To our knowledge, this is the first study in the Lebanese population, on a national scale, that addresses self-reported experience of ADEs. In fact, there are differences among countries in the occurrence of ADRs due to many differences including diseases, prescribing patterns, genetics, and drug distribution. Data derived from within the country may have greater relevance and educational value and may encourage national regulatory decision-making58.

Study limitations

Our study population consisted of outpatients visiting the community pharmacies to procure their medications, which excludes patients who acquire their medications from dispensaries, and patients with lower healthcare accessibility. There is also potential information bias. The patients’ experience of ADEs assessed in our study was self-reported, and was not verified or confirmed by our investigators using objective evidence.

At the time investigators conducted this study, there was no active national pharmacovigilance center in Lebanon, through which healthcare professionals or patients can report ADEs. ADEs were not reported, analyzed, or registered centrally. Following the completion of this study, the medication safety subcommittee of the OPL created an electronic platform for pharmacists to report ADRs59. This platform remains inactive until date due to poor reporting. Moreover, the Lebanese University—School of pharmacy had established in 2004 a center for Adverse Events of Drug Monitoring that remained inactive until 2020. A collaborative agreement between the Lebanese University and the Ministry of Public Health (MOPH) reactivated the center (ministerial decree 427/1) and authorized it to function officially as the national pharmacovigilance center. Stakeholders have just completed all the preparations and documentations needed to launch the center for service in 2021 and become a full member in the Uppsala network60.

Conclusions

Our study showed prevalence of ADEs among Lebanese outpatients especially patients with polypharmacy, and suggested that patients do not report all the ADEs to their physicians.
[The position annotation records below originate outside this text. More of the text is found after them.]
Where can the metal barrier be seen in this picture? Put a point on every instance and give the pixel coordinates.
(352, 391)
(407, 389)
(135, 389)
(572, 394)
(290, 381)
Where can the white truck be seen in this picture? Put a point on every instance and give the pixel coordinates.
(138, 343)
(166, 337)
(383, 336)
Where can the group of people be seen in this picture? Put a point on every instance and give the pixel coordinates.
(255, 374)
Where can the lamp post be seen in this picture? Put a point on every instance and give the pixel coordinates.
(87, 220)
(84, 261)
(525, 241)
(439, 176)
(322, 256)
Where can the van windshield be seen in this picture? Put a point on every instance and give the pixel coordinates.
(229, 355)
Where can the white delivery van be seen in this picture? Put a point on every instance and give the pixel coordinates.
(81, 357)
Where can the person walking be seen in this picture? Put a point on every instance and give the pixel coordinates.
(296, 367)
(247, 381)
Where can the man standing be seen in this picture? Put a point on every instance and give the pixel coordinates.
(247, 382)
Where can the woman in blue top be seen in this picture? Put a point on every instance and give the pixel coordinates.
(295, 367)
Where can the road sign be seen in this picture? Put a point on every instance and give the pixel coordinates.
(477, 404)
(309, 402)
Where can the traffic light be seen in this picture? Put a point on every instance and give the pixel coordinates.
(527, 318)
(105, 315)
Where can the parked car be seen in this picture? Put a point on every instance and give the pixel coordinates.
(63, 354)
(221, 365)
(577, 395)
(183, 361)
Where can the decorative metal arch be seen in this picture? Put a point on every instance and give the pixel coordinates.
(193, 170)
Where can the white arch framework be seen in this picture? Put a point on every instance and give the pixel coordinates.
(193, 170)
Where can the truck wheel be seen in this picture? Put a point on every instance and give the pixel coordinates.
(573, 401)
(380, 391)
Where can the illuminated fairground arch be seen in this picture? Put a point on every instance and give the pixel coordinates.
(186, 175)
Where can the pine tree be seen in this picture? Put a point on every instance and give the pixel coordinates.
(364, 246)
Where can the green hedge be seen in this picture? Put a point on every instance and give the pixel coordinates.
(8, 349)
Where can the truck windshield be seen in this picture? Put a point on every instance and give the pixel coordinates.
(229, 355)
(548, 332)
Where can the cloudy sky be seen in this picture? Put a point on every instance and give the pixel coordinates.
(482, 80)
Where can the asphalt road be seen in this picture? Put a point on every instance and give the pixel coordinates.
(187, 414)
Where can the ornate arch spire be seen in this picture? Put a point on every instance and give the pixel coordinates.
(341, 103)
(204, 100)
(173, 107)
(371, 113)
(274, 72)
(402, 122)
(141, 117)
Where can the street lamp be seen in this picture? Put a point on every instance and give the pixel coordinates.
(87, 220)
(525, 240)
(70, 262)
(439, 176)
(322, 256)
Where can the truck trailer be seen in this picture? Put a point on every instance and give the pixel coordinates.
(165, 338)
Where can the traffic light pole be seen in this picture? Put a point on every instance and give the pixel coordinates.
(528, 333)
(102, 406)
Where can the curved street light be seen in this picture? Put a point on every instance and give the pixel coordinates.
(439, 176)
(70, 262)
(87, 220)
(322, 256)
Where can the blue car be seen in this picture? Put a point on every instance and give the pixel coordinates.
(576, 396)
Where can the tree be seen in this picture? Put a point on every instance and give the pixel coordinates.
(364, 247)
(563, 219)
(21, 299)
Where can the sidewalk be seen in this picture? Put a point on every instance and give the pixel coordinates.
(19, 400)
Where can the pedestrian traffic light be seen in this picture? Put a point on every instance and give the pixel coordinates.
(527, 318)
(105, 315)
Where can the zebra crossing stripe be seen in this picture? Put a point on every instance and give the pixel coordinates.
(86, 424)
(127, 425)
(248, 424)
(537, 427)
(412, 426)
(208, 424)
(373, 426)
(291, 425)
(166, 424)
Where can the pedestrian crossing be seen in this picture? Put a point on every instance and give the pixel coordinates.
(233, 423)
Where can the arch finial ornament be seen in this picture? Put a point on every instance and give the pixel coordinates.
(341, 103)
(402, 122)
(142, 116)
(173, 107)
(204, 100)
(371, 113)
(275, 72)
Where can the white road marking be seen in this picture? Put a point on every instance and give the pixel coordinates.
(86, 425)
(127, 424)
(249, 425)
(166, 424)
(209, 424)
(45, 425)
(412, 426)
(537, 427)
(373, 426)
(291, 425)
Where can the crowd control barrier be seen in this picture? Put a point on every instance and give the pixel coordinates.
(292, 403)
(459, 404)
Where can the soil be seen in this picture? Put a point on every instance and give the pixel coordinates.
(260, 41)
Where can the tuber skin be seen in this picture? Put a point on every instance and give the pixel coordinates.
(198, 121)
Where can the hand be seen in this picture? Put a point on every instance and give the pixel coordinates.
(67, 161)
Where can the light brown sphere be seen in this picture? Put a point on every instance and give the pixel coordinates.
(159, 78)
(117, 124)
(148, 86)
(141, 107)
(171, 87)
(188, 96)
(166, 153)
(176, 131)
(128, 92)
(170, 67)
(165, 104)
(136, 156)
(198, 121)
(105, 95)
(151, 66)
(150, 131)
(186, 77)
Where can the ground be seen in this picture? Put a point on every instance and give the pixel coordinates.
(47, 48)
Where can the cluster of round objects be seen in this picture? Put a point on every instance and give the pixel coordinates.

Patients should be educated on the importance of reporting ADEs to their primary healthcare provider. Reporting helps preventing future ADEs, contributes to the public knowledge and medical literature, and encourages national regulatory decision-making. There is need to assess potential preventability of these ADEs through proper follow-up and monitoring, in an attempt to reduce potential patient harm and healthcare costs. Studies assessing Lebanese inpatients experience of ADEs can complement this data throughout the continuum of healthcare, and can drive evidence-based decision-making.